Here are a few types of people you might know, and how you can include them in a fruitful climate conversation.
It may sound counterintuitive but it's not important to convince people that climate change is a real thing if they just don't want to believe it. There are far more people who do think it's a serious problem but don't know how to engage, and they are the ones we really want to invite into this conversation. Having said that, you love your sister and want her to know how you feel, and you want to know how she feels. Firstly, don't get into a debate. Ask curious questions about what she thinks and feels. Next, find a point of agreement - pollution, renewable energy, water consumption, whatever it may be. Bring kindness and genuine curiosity to an otherwise fraught discussion. To cope with the impacts of climate change we are going to need a lot of good will towards each other regardless of whether we agree on everything.
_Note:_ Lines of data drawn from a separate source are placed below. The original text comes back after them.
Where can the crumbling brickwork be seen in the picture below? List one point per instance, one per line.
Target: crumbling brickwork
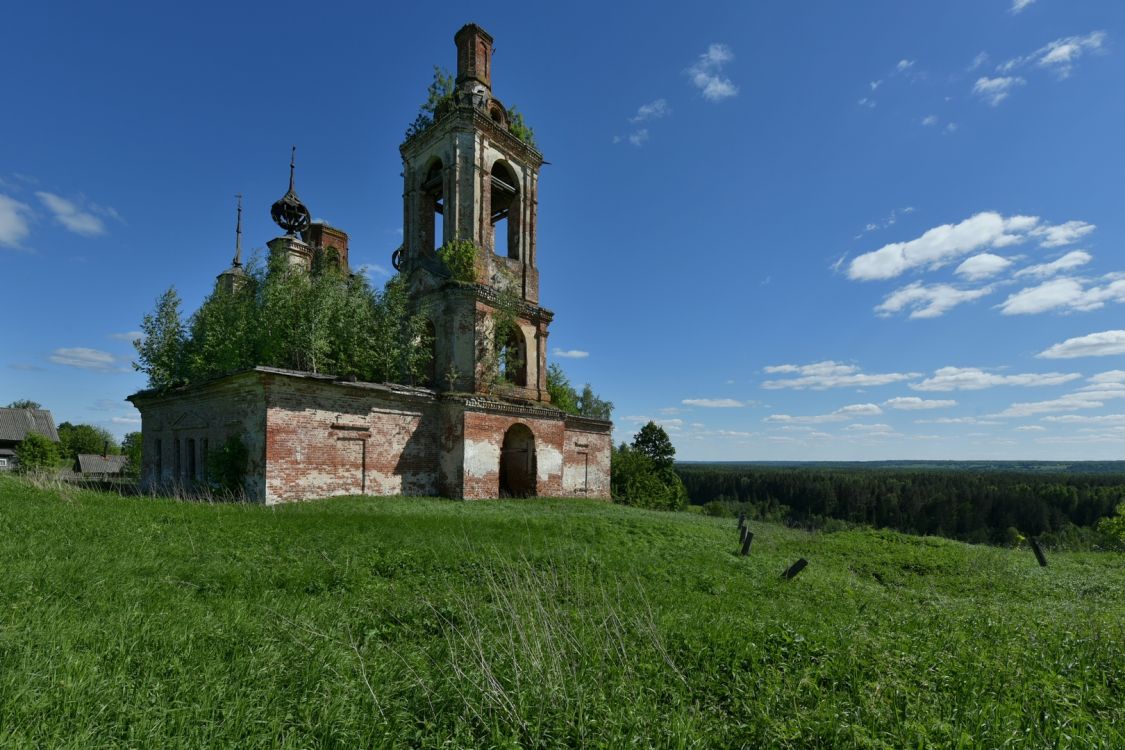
(312, 436)
(484, 427)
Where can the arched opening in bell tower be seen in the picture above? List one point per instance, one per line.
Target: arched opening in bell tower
(512, 352)
(518, 462)
(505, 210)
(433, 206)
(430, 344)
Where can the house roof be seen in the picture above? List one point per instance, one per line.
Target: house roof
(97, 464)
(15, 424)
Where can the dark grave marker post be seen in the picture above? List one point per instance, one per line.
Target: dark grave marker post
(1038, 552)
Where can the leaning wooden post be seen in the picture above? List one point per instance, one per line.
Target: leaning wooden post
(747, 540)
(793, 569)
(1038, 552)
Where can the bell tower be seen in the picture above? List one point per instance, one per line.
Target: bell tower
(468, 175)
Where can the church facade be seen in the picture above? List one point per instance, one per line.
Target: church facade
(484, 426)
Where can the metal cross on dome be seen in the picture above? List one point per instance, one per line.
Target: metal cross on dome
(289, 213)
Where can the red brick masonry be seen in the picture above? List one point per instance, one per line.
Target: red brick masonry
(312, 435)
You might be new to this whole climate change thing and are a bit wary of getting into an exhausting discussion with your aunty who has been a climate activist since the ‘70s, knows everything there is to know about the issue and gets easily annoyed at people who are less active than she is. If you'll be in a group and you think she'll disrupt the flow of the conversation and discourage others from expressing opinions, have a quiet word with her beforehand about why compassion is important in this setting. Ask her to help you out. Also, when you begin the conversation, and introduce the topic, set the tone by saying something like this: "I'm really interested to know what you all think about climate change. I know everyone will have different thoughts (and some of you know a lot more than I do) but I'd love it if we can all talk about this openly and respectfully".
You will find some people for whom climate change just doesn't resonate. And maybe your brother is one of them. Don't try to guilt him or beat him over the head with "the terrible truth". Maybe this time he won't respond, but you never know when a seed, once planted, might sprout. He knows how you feel now, and maybe in the future he'll begin to think about it more, he’ll notice news articles that he hadn’t before, and might just raise it with you again soon.
Your grandpa has lived a lot longer than you with vastly different experiences. Don't assume anything! His generation is as diverse as yours, so while the over 60s are often portrayed as conservative with traditional views, you never know unless you ask. Respect your elders... But it's okay to respectfully disagree. As always, questions are your friend here.
Perhaps your friend is an engineer, or data analyst, or scientist, or just generally understands the world through facts. That's absolutely fine. But it's not necessary for you to have all the answers they crave. Be open, say "I don't know", or ask "does the answer to that change how we respond?". Perhaps this is an opportunity to suggest watching a doco together... A joint investigation with a bowl of popcorn?
Despair. Grief. Anger. You've no doubt been there yourself and will continue to flicker in and out of these emotions. They are entirely normal. Acknowledge to your daughter that you feel these things too. Tell her about something that gives you hope and allows you to take action. Whatever you do, don't tell her to "stop being so negative". These are actually really important feelings to have because they connect us with the severity and urgency of climate change. The important thing is not to stay there too long. Help each other through this.